Patients often go through periods of good health, with occasional flareups that result in urgent or emergency care. Tests often return normal results. “So, they are told a variety of things: There’s nothing wrong with you or we can’t find an answer. And this goes on and on over the years, and then finally somebody says, ‘Well, we can’t find an answer, so it must be irritable bowel,’ which is completely unsatisfactory,” said Dr. Wilkinson.
He feels that there is often an over-emphasis on testing and that physicians too often regard IBS as a disease of exclusion. “If it meets some general criteria, and you’ve excluded a few things, you don’t need to do other tests. The diagnosis of exclusion is an idea that is commonly held by a lot of physicians in primary care,” he said.

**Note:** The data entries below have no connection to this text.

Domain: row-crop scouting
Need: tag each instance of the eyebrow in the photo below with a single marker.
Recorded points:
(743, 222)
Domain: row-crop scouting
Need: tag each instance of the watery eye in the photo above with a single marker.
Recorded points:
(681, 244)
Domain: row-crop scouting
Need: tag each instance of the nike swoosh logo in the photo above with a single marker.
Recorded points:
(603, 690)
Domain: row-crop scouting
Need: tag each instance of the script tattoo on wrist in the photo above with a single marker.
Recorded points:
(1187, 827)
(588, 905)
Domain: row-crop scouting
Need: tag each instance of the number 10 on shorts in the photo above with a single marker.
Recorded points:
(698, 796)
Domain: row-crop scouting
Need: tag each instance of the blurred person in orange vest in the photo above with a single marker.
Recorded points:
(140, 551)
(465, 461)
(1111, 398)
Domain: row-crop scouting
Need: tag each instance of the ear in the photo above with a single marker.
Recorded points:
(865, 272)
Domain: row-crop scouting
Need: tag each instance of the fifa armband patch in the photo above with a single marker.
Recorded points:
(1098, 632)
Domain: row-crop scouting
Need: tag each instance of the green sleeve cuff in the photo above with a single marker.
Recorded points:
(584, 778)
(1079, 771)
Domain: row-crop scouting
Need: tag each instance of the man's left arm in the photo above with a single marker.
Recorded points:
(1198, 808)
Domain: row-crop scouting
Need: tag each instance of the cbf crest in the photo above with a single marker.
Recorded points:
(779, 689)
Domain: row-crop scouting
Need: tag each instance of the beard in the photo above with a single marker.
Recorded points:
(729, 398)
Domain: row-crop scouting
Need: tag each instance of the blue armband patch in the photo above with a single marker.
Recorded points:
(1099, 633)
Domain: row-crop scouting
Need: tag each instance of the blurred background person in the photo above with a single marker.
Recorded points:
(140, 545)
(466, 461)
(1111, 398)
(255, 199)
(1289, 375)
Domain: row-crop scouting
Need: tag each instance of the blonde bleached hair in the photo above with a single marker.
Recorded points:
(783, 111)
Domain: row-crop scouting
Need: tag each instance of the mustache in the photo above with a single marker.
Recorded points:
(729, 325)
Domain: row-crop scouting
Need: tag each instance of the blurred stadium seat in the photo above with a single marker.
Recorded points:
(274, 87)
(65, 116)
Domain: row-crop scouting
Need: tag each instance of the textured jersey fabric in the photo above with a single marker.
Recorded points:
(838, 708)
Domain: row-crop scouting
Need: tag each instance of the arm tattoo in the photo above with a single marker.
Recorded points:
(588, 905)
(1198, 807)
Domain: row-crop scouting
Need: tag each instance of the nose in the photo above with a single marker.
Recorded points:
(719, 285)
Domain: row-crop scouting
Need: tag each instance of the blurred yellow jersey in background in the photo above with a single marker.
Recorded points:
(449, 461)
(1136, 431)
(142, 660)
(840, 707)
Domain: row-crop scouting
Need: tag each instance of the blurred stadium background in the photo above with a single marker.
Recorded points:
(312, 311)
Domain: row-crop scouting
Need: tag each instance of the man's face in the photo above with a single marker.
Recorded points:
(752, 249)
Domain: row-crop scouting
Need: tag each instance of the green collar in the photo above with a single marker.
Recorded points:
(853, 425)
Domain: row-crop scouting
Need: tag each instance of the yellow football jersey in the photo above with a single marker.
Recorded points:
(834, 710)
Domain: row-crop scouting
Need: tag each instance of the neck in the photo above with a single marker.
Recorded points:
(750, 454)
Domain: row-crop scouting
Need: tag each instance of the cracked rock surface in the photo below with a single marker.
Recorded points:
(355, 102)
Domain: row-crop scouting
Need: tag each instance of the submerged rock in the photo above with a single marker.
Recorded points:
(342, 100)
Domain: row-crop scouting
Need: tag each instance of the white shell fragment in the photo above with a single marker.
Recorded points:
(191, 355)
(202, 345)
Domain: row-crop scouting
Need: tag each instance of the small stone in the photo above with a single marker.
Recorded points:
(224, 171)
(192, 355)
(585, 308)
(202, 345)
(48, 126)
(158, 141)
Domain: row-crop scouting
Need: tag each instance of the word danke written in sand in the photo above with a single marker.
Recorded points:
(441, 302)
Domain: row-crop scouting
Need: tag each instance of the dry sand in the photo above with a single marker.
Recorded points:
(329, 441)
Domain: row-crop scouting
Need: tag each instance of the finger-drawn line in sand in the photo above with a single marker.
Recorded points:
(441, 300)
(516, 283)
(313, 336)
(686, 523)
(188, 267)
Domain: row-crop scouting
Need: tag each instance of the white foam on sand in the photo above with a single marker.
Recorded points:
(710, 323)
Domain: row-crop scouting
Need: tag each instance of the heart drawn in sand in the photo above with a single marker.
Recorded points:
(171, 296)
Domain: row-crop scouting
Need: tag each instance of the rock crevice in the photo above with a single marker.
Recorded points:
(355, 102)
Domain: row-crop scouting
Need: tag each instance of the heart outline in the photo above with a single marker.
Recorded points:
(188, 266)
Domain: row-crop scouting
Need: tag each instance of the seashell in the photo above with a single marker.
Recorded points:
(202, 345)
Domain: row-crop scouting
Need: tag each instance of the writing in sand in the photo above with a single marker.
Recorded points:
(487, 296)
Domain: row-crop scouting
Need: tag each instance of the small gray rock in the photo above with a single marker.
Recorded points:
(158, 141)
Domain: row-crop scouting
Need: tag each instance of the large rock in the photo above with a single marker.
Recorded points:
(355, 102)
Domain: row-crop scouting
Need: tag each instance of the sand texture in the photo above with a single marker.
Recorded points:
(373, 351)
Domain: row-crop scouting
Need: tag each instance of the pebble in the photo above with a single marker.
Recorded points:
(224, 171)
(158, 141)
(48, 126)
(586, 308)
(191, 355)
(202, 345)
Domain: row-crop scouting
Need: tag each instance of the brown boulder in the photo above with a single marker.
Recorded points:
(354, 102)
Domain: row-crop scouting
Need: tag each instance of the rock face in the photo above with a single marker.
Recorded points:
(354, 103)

Dr. Wilkinson called for physicians to become more comfortable making a diagnosis of IBS, “and then be comfortable working with patients and explaining that this is a real thing. It isn’t imaginary. There’s a lot we don’t understand about it. There are things you can do to treat it, but it’s not exactly the model that most people think of where I go to the doctor, do a blood test that confirms that that’s what it is, and then you cure it. It’s a lot of work to have the conversation and work with these patients.”
The authors concluded that the modified criteria, with increased sensitivity even with less specificity, were useful. “The high sensitivity seen with the modified criteria means if these are not met at the outset, then a final diagnosis of IBS is highly unlikely, and further investigation should be pursued.” Further research is required to confirm the results.
The authors and Dr. Wilkinson have no relevant financial disclosures.